The RBI announced that the inflation levels rose to 2.6 percent in February 2019 from 2 percent in January.
It stated that the inflation levels were expected to increase from 2.6 percent in February 2019 to 4.2 percent in the fourth quarter of 2019-20.
The RBI also said that the headline CPI inflation level is expected to rise from its recent lows with the effects of a favorable base dissipating. But it said that it would remain below the target of 4 percent.
“Higher crude oil prices, volatility in international financial markets, the risk of a sudden reversal in the prices of perishable food items, and fiscal slippages are, however, upside risks to the inflation trajectory,” the RBI said.
As far as the downside risks of the inflation trajectory are concerned, the RBI listed softer crude oil and commodity prices on the back of a sharper slowdown in global growth, and the persistence of low food inflation pose.
The RBI also lowered its projection for GDP growth as well and brought it down to 7.2 percent from 7.4 percent as was projected in the February monetary policy.

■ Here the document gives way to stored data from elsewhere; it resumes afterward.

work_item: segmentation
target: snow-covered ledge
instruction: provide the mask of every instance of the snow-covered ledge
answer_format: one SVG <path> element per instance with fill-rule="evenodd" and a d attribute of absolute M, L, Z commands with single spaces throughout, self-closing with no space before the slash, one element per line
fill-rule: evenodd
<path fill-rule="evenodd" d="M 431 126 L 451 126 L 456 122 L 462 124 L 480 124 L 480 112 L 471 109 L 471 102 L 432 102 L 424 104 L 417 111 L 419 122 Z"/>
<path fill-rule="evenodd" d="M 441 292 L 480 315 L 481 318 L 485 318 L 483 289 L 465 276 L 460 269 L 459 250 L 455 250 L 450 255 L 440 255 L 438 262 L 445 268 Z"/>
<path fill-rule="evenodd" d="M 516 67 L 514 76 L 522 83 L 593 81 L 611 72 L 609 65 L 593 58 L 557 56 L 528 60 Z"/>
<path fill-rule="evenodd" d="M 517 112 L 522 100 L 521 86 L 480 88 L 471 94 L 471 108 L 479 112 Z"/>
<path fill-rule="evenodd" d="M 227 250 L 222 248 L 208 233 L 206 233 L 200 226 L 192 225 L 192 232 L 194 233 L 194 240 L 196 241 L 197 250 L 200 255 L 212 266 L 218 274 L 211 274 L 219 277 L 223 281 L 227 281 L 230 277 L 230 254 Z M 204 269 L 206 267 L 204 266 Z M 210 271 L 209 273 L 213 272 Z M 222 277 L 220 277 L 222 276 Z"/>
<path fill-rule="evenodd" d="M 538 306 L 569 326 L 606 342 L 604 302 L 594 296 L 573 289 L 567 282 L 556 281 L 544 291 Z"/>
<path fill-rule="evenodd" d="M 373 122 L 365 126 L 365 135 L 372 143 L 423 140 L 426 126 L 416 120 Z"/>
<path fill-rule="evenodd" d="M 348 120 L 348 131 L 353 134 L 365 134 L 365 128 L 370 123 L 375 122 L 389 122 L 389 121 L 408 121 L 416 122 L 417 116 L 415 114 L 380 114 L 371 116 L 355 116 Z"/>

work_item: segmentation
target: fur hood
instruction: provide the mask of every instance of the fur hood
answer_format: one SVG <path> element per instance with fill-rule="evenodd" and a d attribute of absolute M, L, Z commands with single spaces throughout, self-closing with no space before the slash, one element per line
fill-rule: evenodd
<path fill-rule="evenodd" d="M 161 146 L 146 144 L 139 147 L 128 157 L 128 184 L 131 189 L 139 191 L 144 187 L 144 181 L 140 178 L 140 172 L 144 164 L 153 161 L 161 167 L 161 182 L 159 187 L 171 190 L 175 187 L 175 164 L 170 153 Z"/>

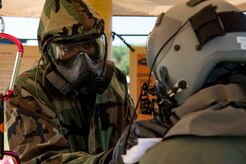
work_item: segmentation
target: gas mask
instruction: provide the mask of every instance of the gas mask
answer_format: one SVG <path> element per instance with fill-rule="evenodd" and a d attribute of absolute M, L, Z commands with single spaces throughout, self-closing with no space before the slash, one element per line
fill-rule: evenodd
<path fill-rule="evenodd" d="M 47 78 L 64 95 L 102 93 L 111 81 L 114 65 L 106 60 L 104 35 L 74 43 L 53 42 L 49 54 L 56 72 Z"/>

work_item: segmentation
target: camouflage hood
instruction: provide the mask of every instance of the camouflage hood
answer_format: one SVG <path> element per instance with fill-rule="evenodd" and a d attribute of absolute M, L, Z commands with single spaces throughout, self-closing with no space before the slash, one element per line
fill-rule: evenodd
<path fill-rule="evenodd" d="M 46 0 L 38 27 L 38 44 L 44 53 L 52 41 L 83 40 L 103 31 L 103 19 L 86 0 Z"/>

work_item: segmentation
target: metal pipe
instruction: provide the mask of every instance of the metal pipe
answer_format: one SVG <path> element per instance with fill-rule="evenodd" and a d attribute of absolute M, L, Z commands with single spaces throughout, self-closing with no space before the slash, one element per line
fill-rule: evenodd
<path fill-rule="evenodd" d="M 10 79 L 10 85 L 9 85 L 7 93 L 3 97 L 3 100 L 7 100 L 13 93 L 14 84 L 16 81 L 16 77 L 18 75 L 18 71 L 19 71 L 19 67 L 20 67 L 20 60 L 21 60 L 22 54 L 24 52 L 24 48 L 22 46 L 21 41 L 12 35 L 0 33 L 0 38 L 5 38 L 5 39 L 10 40 L 10 41 L 14 42 L 18 47 L 18 52 L 16 53 L 13 72 L 12 72 L 11 79 Z"/>
<path fill-rule="evenodd" d="M 17 52 L 16 53 L 13 72 L 12 72 L 12 76 L 11 76 L 10 84 L 9 84 L 9 90 L 13 90 L 14 89 L 15 80 L 16 80 L 16 77 L 18 75 L 19 68 L 20 68 L 21 56 L 22 56 L 21 52 Z"/>

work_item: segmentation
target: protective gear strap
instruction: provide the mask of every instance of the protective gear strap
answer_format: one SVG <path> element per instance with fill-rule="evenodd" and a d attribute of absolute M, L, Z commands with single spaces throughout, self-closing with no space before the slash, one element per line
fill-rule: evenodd
<path fill-rule="evenodd" d="M 106 67 L 104 68 L 104 73 L 97 82 L 96 90 L 100 94 L 103 93 L 104 90 L 108 87 L 114 73 L 114 63 L 112 61 L 107 60 L 105 65 Z"/>
<path fill-rule="evenodd" d="M 241 12 L 218 13 L 225 32 L 246 32 L 246 16 Z"/>
<path fill-rule="evenodd" d="M 216 13 L 216 6 L 209 5 L 189 18 L 201 48 L 209 40 L 229 32 L 246 32 L 246 16 L 241 12 Z"/>
<path fill-rule="evenodd" d="M 70 95 L 69 97 L 74 98 L 78 96 L 72 85 L 69 84 L 64 78 L 62 78 L 57 72 L 51 71 L 47 75 L 47 79 L 51 82 L 56 89 L 58 89 L 63 95 Z"/>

“Now GDP growth for 2019-20 is projected at 7.2% in the range of 6.8-7.1 percent in the first quarter of 2019-20 and 7.3-7.4 the second half,” the RBI said.
It said that since the February policy was announced, there had been some signs of domestic investment activity weakening as was reflected in a slowdown in production and imports of capital goods.
“The moderation of growth in the global economy might impact India’s exports. Taking into consideration, higher financial flows to the commercial sector, resilience in private consumption, increase in disposable incomes of households due to tax benefits and optimistic business expectations, growth projection has been lower,” it said.